Tuesday, August 12, 2008

Simple and obvious first

Logically, when you're trying to debug an issue, you should start at the bottom. The simple answers are the easiest and the quickest, and let you get back to solving the real problems. Unfortunately, something usually comes between you and the easy answers: assumptions.

In our ever-present quest to go faster and get through things quicker, we cut corners, we make dumb mistakes, and we take on faith that others have performed due diligence so that we can start with high-level troubleshooting.

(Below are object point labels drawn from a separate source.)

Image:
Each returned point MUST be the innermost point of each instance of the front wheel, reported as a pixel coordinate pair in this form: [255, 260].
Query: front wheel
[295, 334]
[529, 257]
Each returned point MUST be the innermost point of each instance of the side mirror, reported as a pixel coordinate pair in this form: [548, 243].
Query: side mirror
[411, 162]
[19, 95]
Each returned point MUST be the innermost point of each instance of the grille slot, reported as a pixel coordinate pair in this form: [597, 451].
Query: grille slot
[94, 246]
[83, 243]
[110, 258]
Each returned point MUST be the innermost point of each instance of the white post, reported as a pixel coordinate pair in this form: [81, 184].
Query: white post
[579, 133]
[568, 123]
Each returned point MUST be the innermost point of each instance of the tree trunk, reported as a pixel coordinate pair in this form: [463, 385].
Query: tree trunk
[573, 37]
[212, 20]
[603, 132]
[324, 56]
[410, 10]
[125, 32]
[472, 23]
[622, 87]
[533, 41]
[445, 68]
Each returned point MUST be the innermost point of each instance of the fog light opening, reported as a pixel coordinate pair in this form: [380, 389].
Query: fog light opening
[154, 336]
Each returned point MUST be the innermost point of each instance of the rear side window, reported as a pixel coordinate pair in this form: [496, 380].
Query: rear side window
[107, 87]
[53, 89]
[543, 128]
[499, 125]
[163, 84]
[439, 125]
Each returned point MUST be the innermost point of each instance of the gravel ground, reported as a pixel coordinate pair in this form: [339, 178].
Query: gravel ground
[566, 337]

Having been a tech support agent for years, I'm acutely aware of this, and having been a sysadmin for over half a decade, you would think that I would be used to this situation, but that's not the case. Oh, how I wish it were.

The reason that I bring this up is that yesterday I spent a couple of hours troubleshooting a missing set of quotes. I know, I know, how can you spend a couple of hours fixing something that obvious? It started with a simple issue: A shell script wasn't passing the right filename to a program that it called.

I was brought in to figure out a way to get an argument to the script passed to the program correctly. I was given the example:

$ shellscript.sh arg1 arg2 "/path/to/file with spaces in name"

Inside shellscript.sh, a program was called like this:

/path/to/program $1 $2 $3

although I didn't know that at the time. I solved the first problem, that the argument to the shell script wasn't being interpreted correctly.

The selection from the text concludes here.